Le colpe del poeta (e la salvezza della poesia) secondo Paolo Lisi

E la colpa rimane
di Paolo Lisi

Passigli, Firenze, 2013
Prefazione di Francesco Napoli
€ 12,00


"Ho scritto quello che ho vissuto, / ho vissuto quello che ho letto" (Talenti). In questo binomio lettura-scrittura, messo in risalto dalla struttura chiastica del distico, si potrebbe rintracciare, forse, la "colpa" che sin dal titolo 'macchia' la nuova opera poetica di Lisi (già animatore culturale nell'ambito della rassegna 'IsolaPoesia') e che al lettore viene svelata solo alla fine, nell'ultima ed epomima lirica E la colpa rimane: "Di aver speso parole. Di aver taciuto. / Di aver mentito. Di aver / dimenticato. Di aver tradito. La colpa, / di aver speso parole quando / c'era solo da ascoltare, di aver taciuto / quando invece era necessario / gridare più forte".
Stando così le cose, la colpa del poeta sembra venire da lontano, da un 'vissuto' letterario e, più propriamente, poetico.
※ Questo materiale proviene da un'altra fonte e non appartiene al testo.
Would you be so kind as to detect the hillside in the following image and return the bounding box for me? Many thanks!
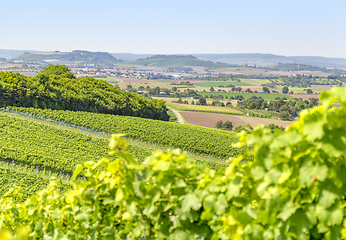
[0,65,169,120]
[0,49,40,59]
[119,54,229,69]
[7,106,242,159]
[194,53,346,69]
[13,50,121,66]
[111,53,153,61]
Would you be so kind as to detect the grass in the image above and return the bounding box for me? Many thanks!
[166,102,243,115]
[193,81,252,87]
[202,92,294,100]
[167,109,178,122]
La "vergogna" della poesia di petrarchesca memoria, nella dimensione dell'incontro con la storia ("Al momento / abito con rigore il mio tempo", scrive Lisi sempre in Talenti), nel viluppo inestricabile di parola e silenzio ("di aver taciuto..."), diventa un fardello che grava sul poeta, il quale, animato da una tensione etica, scrive:

Occorre passare la mano, ora.
Per mantenere intatto
quello che intatto non può rimanere
non basta un mazzo truccato.

La posta in gioco è alta.
Nessuna via di fuga. Quando
il sospetto di una vita spesa male

morde lo stomaco
è tempo di giocare a carte scoperte,

per rispetto di chi si è fermato
prima dell'alba.
Partita a scacchi o lancio di dadi, il tempo presente nelle pagine di Lisi appare come sospeso tra l'incudine del passato (Quando tutto è ormai stato si intitola la seconda sezione del libro) e il martello di un divenire (lemma-chiave della sezione Il museo dei viaggiatori) che è, a un tempo, processo in atto e futuro dai contorni non sempre idilliaci: "Il futuro non fa regali. // Non arretra. Non cede a galanterie. / Fattene una ragione. // La mossa del Re / non darà seguito alle attese" (È tempo d'umiliazioni); "Qui - dove non saremo mai - / restituisci quello che siamo stati: // una coppia di dadi sul tavolo da gioco" (Spegni la luce); "Tracceremo il futuro / nell'inchiostro di questo mare, / nell'attesa che il presente // ci dia ragione. Inganneremo / le diottrie fissando / un punto preciso all'orizzonte // mentre il passato rimarrà / per sempre, mistero / tra le onde" (Affronteremo le onde). 
Nonostante ciò, la certezza più intima che anima la lirica di Lisi, poeta 'essenziale' e a tratti perfino sintetico, oltre a suggellare, non a caso, il libro ("Ma rimane l'amore, / nell'immediato. Sopra ogni cosa"), viene declinata - come scrive Napoli nella prefazione - in un colloquio serrato con un "alter-tu (meglio che alter-ego), vagamente femminile" (p. 9) che si protrae per tutto l'arco della raccolta: "Scrivo per te / che non sai"; "Ho bisogno di allinearmi su di te / in un'unica croce. Ho bisogno / di segnare una rotta inutile / che mi riporti in vita", "Tutto / se pieghi il tuo guardo / dalla mia parte"; "Non andare via / senza il mio perdono"; "Unica consolazione: / invecchiare / insieme, noi due".
Ma non si creda che questo porto salvifico, che in fondo mette in scena uno dei topoi letterari e poetici più frequenti, equivalga a un sottrarsi del poeta dalle responsabilità a cui il tempo e, nello specifico, il presente storico inchioda: "Hanno un bel da fare / non si tirano indietro mai. / Non per niente sono giovani / non per niente hanno talento. / Sicuri di sé affrontano / il mondo. Non cercano padri: / s'infrangono / contro il loro riflesso".
Nella paternità della parola si annida la 'colpa' più grande, non solo del soggetto poetante ma di tutto il genere umano; lo sa bene Lisi che in una delle liriche più intime e più belle del libro, rivolgendosi al figlio, scrive:

Chissà se il padre che gioca
a bocce con le parole
avvicinandosi al pallino sino
a sfiorarlo, sino
a sentire il tocco leggero
tra significante e significato,
tra suono e senso
nello spazio minimo
tra amore e disincanto

è il padre che avresti scelto
o sognato di diventare.
 Arrivati all'ultimo verso di quest'opera non possiamo che sgravare il poeta dal macigno che si porta dietro e, dunque, in ultima istanza, condividere un senso di colpa che, a ben guardare, è pure nostro.